It is still capable of generating the same noise it has produced for centuries, but the Salisbury Cathedral Clock, with its massive iron frame, doesn’t have the familiar face dial that other tower clocks have. 1386 is believed to be its date of origin, and if so, this would make the Salisbury Cathedral Clock the oldest working clock in the world.
A comparable clock located in the cathedral tower of Beauvais in France also claims to be the oldest working clock and is thought to date back to 1305. Italy, as well, has a challenger in the Chioggia clock tower; although its exact date of manufacture isn’t known, the Italians claim theirs to be among the oldest of clock towers.
The western sector of Britain has many examples of clocks from the 14th and 15th centuries. Determining the origin of the Salisbury Cathedral Clock was started by timepiece authority T.R. Robinson, and the effort has received support from others. The striking gear train is thought to contain all its original parts. The enormous wheel of the going train, the gear that moves the hands of the timepiece, is also considered to be original and first installed many centuries ago.
Although the Salisbury Cathedral Clock has most likely been performing its task since 1386, there is a reference of an even earlier timepiece that struck the hours as far back as 1306. However, historians theorize that the 1306 clock was an example of a water-propelled mechanical system. Historical references to these mechanical water clocks are found as early as 1280.

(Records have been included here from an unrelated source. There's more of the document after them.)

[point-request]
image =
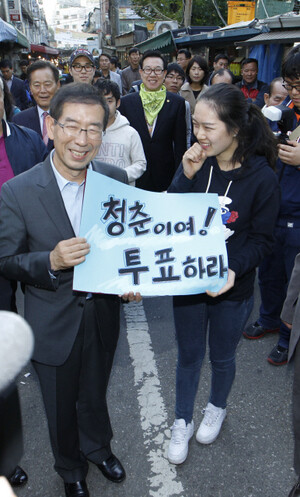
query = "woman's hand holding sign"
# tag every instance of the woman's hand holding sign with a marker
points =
(193, 160)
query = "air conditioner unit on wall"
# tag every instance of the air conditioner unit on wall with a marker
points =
(162, 26)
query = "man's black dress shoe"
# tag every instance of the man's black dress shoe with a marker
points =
(18, 478)
(112, 469)
(295, 492)
(77, 489)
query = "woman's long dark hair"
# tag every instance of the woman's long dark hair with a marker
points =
(254, 135)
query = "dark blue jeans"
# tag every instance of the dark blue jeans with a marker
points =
(226, 320)
(274, 274)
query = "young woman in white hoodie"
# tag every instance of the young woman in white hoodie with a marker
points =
(121, 144)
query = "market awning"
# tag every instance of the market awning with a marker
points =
(7, 32)
(164, 43)
(44, 49)
(219, 37)
(280, 36)
(21, 39)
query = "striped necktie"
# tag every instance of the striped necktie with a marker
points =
(45, 133)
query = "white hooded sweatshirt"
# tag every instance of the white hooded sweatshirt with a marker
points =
(122, 147)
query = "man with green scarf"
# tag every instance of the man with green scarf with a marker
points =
(159, 118)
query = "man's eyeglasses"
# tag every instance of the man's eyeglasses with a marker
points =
(289, 87)
(174, 77)
(73, 130)
(86, 67)
(157, 70)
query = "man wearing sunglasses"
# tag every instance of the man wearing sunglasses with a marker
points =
(159, 118)
(82, 66)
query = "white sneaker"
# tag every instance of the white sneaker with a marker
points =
(179, 443)
(211, 424)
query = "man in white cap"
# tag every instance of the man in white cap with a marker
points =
(82, 66)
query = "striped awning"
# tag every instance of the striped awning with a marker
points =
(8, 33)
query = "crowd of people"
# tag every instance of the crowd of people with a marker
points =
(175, 127)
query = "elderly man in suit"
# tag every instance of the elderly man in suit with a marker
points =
(159, 118)
(43, 82)
(75, 334)
(290, 315)
(15, 85)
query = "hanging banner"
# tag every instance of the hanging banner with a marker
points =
(152, 243)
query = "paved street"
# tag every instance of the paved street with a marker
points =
(251, 458)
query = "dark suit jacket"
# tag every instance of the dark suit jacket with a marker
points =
(164, 150)
(18, 91)
(33, 220)
(30, 119)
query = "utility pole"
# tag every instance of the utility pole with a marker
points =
(188, 5)
(114, 20)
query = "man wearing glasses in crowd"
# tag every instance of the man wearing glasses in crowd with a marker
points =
(75, 333)
(82, 66)
(159, 118)
(275, 271)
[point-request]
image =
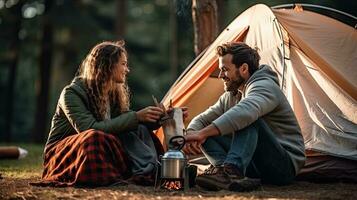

In 1928, the clock was re-discovered in the Salisbury Cathedral tower, where it had been abandoned. It was observed to have a pendulum that appeared to have been installed at a later date and is thought to have replacements instead of the original verge and foliot mechanism. Renovation work on the clock was completed in 1956 with a new verge and foliot apparatus installed. It is quite unlikely that these replacement parts look anything like the original; drawings of the original are not available for comparison. However, most of the parts are thought to be from the original design.
The conventional theory is that at the time the clock was first assembled, people were not as interested in precision timekeeping as we are today. They merely sought to know the hour, unlike our modern obsession with seconds and even microseconds. The clock performed accurately for the expectations of the time, and since it only struck on the hour, there was no need for the characteristic dial face.
Close to the end of the 17th century, the first significant alteration on the Salisbury Cathedral Clock was made, as the standard verge and foliot mechanism was replaced by a revolutionary new anchor and pendulum operating system. The anchor and pendulum system usually made clocks much more efficient by significantly increasing their accuracy. Additionally, a thorough examination of the Salisbury Cathedral Clock performed by Michael Maltin in the 1990s revealed that if the rope on the barrel was kept as a single layer, the clock could be accurate to within two minutes per day.
A new clock was installed in the Salisbury Cathedral in 1884. The original clock was transferred to the cathedral’s central tower after the old bell tower, cited in the deed document of 1386, was destroyed in 1790. The clock was tossed aside and abandoned. Following its re-discovery by T.R Robinson, the original finally gained the acknowledgment it rightfully deserved.
Here is another story from us: The Greek engineer Ctesibius of Alexandria is credited with inventing the pipe organ in the 3rd century B.C. and improving the clepsydra, the most accurate clock for more than 1,800 years.
Robinson’s discovery of the first Salisbury Cathedral Clock was entirely accidental, as he had only climbed the tower to see the newly installed 1884 clock when he chanced across the much older relic.